Fizyka na poziomie abstrakcji Einsteina uczy, że przestrzeń wokół nas może być n-wymiarowa. Długość, szerokość i wysokość w połączeniu z czasem to pestka. Przykładowe 27 kolejnych wymiarów, które byłyby trudne nawet do wyobrażenia sobie do celów teoretycznych, ma z powodzeniem istnieć wokół nas, przenikać nasz świat i oferować wrażenia, których istnienia nie jesteśmy świadomi. Na tej relatywistyczno-zaawansowanej fizyce kończą się równoległe wersje rzeczywistości, jakie istnieją na świecie.
Wiele wyników
Nie ma ich więcej niż jedna, ta, w której żyjemy. Po czwartkowej debacie kandydatów na prezydenta mamy do wyboru kolejne wersje wyniku ich zmagań. Remis ze wskazaniem na, wygrana w czasie doliczonym, przewaga pierwszego (znaczna/nieznaczna), pokonanie tremy drugiego (szybsze/późniejsze) – każdy może wybrać coś dla siebie. Jednak nic bardziej błędnego w takich opisach. Wersja rzeczywistości wydarzyła się i będzie się dziać tylko w jednym wymiarze.
Andrzej Duda nie był ani bardziej skupiony na merytorycznych argumentach odnośnie pomagania frankowiczom, ani mniej stremowany pod koniec starcia w TVN. Wciąż raził swoją sztucznością, plastikiem oraz powtarzaniem tych samych argumentów. Te same wyrazy wypowiadane w tej samej kolejności. W jego wykonaniu nie jest to pojedynek na merytoryczne hasła, ale na recytowanie wiersza z zaangażowaniem na poziomie pierwszoklasisty. Prezydent Bronisław Komorowski potrafił, jak zresztą za każdym razem udowadniał to przy okazji swoich wystąpień, odnosić się na bieżąco do tego, co słyszał od Dudy i do poziomu jego zarzutów. W odpowiedzi mógł usłyszeć jedynie naburmuszone dziecko, które sięga po hasła budzące jeszcze większą litość niż wcześniej wyuczone na pamięć wierszyki.
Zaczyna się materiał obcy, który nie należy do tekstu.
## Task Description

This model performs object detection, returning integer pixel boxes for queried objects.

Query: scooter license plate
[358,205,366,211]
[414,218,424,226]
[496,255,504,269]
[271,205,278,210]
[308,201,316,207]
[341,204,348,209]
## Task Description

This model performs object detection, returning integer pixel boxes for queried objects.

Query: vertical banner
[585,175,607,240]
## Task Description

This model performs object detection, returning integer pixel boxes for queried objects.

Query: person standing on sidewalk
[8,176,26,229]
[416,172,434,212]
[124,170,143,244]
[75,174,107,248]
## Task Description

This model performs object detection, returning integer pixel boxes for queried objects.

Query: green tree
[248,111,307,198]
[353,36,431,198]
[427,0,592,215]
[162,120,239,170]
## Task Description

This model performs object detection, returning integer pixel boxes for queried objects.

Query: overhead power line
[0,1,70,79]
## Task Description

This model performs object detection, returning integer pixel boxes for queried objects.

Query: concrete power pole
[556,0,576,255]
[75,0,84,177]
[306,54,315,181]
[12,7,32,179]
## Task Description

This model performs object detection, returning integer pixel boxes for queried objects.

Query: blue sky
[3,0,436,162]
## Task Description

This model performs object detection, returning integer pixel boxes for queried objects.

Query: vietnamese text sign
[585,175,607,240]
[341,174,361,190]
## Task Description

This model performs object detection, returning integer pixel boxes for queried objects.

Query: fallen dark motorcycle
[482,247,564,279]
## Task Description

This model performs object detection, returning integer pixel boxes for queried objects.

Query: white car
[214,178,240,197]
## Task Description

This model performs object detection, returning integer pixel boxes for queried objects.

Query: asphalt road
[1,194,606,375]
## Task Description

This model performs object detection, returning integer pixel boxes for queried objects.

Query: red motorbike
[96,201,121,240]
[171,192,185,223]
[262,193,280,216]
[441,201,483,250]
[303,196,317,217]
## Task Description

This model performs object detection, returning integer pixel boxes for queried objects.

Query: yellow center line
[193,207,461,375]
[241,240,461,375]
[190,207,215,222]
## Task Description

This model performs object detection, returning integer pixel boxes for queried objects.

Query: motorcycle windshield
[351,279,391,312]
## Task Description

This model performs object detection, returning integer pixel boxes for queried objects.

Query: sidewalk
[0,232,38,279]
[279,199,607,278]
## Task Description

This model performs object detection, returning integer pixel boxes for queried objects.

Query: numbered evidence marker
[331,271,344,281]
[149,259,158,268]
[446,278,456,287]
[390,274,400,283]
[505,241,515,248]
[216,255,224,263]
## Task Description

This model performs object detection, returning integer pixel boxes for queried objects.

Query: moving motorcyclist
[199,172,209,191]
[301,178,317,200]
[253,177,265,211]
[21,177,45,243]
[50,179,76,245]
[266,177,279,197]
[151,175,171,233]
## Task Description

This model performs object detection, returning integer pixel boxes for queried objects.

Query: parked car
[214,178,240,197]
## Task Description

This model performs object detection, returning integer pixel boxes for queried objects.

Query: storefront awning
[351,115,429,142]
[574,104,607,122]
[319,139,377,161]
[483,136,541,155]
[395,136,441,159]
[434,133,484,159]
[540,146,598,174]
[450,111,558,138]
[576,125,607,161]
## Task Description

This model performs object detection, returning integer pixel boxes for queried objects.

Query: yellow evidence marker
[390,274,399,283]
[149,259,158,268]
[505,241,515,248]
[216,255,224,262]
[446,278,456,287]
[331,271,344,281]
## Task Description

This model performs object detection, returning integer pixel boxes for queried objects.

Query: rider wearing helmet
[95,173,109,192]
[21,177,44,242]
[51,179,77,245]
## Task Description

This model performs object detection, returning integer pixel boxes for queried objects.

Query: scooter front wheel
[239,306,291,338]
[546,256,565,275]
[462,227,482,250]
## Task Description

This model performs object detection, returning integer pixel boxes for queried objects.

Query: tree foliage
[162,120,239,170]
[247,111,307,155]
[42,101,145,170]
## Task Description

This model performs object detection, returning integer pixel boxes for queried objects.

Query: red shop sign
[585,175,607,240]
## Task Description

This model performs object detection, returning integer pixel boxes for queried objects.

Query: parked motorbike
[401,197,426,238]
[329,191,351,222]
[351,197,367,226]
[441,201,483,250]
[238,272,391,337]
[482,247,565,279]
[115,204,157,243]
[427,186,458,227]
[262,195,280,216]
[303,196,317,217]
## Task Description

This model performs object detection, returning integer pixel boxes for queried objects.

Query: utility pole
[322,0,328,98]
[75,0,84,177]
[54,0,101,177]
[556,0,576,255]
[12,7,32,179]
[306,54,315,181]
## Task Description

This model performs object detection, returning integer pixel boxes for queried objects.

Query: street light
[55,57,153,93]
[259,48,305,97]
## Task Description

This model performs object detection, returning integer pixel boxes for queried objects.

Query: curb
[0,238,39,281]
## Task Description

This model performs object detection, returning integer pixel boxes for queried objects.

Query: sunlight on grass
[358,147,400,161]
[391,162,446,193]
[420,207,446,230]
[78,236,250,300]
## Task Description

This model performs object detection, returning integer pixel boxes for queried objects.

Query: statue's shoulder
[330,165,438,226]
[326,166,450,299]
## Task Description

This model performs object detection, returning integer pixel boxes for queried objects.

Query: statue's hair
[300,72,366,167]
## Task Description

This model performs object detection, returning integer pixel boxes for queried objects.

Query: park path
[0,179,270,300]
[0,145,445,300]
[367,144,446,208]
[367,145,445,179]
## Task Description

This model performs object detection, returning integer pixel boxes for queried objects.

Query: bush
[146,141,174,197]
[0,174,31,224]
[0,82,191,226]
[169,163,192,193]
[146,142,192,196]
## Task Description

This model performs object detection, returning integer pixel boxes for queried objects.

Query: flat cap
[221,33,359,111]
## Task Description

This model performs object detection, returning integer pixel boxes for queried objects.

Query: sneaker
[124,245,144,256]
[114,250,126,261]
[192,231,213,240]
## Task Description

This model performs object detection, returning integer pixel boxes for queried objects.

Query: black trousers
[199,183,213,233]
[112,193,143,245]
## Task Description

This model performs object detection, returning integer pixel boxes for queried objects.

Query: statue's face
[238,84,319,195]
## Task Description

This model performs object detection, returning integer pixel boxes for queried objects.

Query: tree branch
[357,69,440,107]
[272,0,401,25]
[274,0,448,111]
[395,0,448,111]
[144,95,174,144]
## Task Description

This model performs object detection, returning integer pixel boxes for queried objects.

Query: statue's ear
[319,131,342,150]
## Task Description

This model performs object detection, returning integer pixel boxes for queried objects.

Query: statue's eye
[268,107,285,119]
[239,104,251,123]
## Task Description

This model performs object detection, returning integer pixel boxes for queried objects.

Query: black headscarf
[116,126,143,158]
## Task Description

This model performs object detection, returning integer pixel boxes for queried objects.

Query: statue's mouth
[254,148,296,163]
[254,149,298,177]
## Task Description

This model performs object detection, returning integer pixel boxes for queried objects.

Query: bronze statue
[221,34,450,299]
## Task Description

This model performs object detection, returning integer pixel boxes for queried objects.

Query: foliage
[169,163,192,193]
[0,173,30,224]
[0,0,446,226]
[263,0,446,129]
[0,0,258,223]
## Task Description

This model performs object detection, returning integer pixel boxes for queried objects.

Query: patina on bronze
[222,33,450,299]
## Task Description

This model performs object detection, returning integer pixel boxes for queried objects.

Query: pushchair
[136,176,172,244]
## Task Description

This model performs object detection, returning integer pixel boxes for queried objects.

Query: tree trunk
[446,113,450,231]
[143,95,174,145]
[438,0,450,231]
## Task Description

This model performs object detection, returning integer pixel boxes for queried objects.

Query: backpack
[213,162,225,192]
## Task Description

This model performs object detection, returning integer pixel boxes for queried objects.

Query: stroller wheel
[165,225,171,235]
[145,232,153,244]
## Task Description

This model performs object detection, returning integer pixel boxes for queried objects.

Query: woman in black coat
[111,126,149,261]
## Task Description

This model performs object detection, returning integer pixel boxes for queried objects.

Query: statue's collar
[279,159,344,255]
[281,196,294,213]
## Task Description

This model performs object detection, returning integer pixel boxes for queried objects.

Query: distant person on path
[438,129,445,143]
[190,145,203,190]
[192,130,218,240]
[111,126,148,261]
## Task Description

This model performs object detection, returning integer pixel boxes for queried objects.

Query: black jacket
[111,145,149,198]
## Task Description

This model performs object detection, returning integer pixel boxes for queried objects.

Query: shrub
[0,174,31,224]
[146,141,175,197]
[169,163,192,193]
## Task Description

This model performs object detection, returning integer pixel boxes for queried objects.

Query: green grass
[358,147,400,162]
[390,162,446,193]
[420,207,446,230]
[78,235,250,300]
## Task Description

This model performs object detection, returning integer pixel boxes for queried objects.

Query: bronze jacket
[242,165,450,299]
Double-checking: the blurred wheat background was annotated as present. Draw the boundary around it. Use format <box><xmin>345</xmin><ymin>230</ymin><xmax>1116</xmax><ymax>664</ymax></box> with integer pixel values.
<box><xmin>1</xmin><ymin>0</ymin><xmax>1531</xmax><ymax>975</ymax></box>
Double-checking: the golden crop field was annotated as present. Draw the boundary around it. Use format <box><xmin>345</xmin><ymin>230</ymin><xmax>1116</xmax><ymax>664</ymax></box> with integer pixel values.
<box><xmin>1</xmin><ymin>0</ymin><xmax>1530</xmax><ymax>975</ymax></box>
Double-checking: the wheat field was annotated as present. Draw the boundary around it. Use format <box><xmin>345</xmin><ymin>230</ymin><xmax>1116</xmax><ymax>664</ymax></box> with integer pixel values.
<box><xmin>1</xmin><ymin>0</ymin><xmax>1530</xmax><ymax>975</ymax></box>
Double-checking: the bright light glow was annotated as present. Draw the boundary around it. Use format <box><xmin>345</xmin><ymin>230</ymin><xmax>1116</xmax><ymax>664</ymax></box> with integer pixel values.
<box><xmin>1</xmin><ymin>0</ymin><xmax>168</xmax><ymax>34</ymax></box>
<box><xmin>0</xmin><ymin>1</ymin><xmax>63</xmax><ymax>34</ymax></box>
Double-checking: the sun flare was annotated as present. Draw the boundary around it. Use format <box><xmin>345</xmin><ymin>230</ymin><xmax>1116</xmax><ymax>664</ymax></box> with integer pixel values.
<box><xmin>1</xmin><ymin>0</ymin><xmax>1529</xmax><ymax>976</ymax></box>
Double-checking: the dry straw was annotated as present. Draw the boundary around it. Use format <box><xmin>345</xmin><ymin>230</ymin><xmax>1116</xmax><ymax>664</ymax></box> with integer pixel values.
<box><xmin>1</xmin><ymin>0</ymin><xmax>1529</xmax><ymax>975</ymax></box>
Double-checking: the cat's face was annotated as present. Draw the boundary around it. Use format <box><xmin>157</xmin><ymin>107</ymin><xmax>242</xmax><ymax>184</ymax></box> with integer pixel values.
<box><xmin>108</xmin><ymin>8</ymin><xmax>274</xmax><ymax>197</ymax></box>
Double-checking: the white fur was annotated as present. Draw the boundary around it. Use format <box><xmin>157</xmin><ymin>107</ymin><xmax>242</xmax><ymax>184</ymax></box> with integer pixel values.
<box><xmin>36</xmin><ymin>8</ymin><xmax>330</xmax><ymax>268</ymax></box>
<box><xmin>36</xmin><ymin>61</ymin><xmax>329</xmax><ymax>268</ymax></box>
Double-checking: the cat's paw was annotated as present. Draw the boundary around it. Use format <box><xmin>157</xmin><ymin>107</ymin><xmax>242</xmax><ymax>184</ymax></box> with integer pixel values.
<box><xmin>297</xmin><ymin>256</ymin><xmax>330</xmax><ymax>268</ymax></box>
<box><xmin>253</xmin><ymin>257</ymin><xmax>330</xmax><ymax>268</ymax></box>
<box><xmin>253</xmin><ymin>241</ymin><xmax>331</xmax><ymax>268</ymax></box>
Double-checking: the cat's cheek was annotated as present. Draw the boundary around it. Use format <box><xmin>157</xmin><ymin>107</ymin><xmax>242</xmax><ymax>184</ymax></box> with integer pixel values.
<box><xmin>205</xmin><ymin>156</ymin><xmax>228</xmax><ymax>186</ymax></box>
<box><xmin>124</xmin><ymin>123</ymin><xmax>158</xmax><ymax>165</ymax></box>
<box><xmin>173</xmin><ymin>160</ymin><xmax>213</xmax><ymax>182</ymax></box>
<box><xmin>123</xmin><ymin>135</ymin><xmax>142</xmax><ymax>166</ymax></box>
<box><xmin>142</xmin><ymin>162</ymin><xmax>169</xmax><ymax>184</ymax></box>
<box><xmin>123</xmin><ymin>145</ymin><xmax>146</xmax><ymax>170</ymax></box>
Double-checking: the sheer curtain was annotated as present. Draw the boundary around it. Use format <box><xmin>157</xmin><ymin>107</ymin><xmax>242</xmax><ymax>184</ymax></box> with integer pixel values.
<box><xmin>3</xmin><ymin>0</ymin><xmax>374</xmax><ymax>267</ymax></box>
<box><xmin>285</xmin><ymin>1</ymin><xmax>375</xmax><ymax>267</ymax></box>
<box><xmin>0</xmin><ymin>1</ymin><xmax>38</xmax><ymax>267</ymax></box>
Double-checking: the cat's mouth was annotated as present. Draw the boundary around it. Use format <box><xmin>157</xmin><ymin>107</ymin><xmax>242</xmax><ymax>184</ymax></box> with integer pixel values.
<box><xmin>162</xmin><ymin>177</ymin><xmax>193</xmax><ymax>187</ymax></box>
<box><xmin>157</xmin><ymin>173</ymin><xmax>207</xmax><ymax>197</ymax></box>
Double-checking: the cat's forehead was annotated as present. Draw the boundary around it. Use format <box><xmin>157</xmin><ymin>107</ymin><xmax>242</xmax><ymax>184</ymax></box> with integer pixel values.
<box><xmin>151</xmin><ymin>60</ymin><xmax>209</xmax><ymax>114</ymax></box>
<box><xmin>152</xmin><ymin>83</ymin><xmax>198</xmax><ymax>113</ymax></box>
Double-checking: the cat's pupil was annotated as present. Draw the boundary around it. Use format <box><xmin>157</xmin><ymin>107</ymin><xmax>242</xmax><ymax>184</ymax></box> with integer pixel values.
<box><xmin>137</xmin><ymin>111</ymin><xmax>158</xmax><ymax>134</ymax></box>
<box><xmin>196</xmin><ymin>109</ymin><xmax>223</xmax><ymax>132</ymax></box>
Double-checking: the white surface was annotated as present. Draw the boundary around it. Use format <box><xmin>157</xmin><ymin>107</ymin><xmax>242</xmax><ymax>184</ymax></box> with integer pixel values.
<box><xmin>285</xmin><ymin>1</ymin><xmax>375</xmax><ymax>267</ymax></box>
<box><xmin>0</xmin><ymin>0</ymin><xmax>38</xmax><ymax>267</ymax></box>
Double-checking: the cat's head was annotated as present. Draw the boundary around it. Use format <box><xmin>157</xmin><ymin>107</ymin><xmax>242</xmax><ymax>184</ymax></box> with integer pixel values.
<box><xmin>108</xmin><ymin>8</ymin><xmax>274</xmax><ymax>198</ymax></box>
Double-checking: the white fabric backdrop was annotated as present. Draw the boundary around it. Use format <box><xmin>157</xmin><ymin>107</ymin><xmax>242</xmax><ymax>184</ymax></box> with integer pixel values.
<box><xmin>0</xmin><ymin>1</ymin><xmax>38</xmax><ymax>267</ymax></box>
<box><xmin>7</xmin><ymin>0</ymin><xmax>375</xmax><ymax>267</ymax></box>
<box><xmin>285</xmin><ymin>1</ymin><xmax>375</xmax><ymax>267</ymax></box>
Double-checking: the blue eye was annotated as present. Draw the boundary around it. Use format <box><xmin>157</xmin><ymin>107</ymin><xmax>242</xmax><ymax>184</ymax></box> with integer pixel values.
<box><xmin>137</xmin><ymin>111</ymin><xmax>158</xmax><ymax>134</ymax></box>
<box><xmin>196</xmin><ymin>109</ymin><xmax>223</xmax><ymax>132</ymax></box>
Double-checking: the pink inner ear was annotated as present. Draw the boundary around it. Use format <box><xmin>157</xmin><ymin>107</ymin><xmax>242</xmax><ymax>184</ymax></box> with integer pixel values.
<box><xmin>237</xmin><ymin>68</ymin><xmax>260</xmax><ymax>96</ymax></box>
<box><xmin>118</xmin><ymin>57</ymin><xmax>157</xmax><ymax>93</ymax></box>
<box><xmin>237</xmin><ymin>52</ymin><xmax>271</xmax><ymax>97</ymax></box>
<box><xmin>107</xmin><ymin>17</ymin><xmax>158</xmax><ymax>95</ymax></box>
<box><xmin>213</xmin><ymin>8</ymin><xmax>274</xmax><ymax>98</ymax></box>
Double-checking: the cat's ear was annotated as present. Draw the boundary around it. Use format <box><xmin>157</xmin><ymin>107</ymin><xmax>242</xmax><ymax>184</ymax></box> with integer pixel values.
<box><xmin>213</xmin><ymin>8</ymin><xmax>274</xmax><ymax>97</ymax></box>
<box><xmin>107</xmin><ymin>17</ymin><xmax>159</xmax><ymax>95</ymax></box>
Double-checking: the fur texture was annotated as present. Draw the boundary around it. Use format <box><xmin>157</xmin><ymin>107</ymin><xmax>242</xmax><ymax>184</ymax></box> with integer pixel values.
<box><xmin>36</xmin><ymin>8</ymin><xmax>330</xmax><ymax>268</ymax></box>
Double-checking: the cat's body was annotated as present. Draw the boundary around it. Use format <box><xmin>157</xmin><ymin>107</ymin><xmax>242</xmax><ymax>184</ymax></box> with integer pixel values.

Z ocenianiem poziomu kandydatów w debatach jest jak z posiadaniem psów. Nie mając ich przyjmuje się, że każdy pies jest do głaskania, zaczepiania na ulicy i że można bezkarnie gwizdać sobie na te mijane po drodze. Jeżeli się sprawi sobie własnego, świat zmienia się diametralnie. Nagle okazuje się, że dla 99,99 proc. szczeniaczków zaczepianie na ulicy powoduje nastrój niezrozumiałej szczęśliwości, który potem skutkuje tym, że jako dorosłe, kilkunastokilogramowe psy nie dają się utrzymać na smyczy na widok ludzi. Każdego człowieka. Gwizdanie i zaczepianie naszego zwierzaka przez kompletnie przypadkowe osoby wyrywa psa ze stanu skupienia na nas i dezorganizuje mu chodzenie przy nodze. Sami gwiżdżący i zaczepiający robią to w większości przypadków ze zwykłej nudy, zazdrości, braku zastanowienia i mają takie zachowanie wbudowane jako coś, co robić się powinno (najbardziej absurdalny przypadek, gdy na nieswojego psa gwiżdże para młodych ludzi biegnąca jednocześnie na autobus).
Wersja świata z psem
Jeżeli nie dajemy się tak innym spoufalać z psem, wychodzimy automatycznie na dziwaka. Nie na osobę, która chce z psem ćwiczyć i konsekwentnie dbać o jego rozwój, ale na aspołecznego odludka czepiającego się wszystkiego i wszystkich. Na horyzoncie spacerów z własnym psem pojawia się wcześniej niewidziane zagrożenie – inni właściciele psów. Ci są najgorsi, ponieważ ponownie na 99,99 proc. przypadków żaden z nich nie chodzi z psem na kurs posłuszeństwa i ma do dyspozycji zwierzaka o nietłumionym instynkcie. W praktyce jest to pies ciągnący na smyczy do granic jej wytrzymałości, wyrywający się na widok innych (nie tylko psów, ale czasem także i ludzi) oraz chcący mieć ustawową możliwość bawienia się z każdym reprezentantem swojego gatunku. Bo tak. Kiedy schodzimy z drogi takiej parze, czasami po chwili okazuje się, że i tak idą za nami. Kiedy decydujemy się w końcu powiedzieć grzecznie, że nasz pies nie ma zamiaru bawić się z tym spotkanym, zostajemy ofuknięci i dodatkowo obgadani niezrozumiałym pomrukiem spod nosa.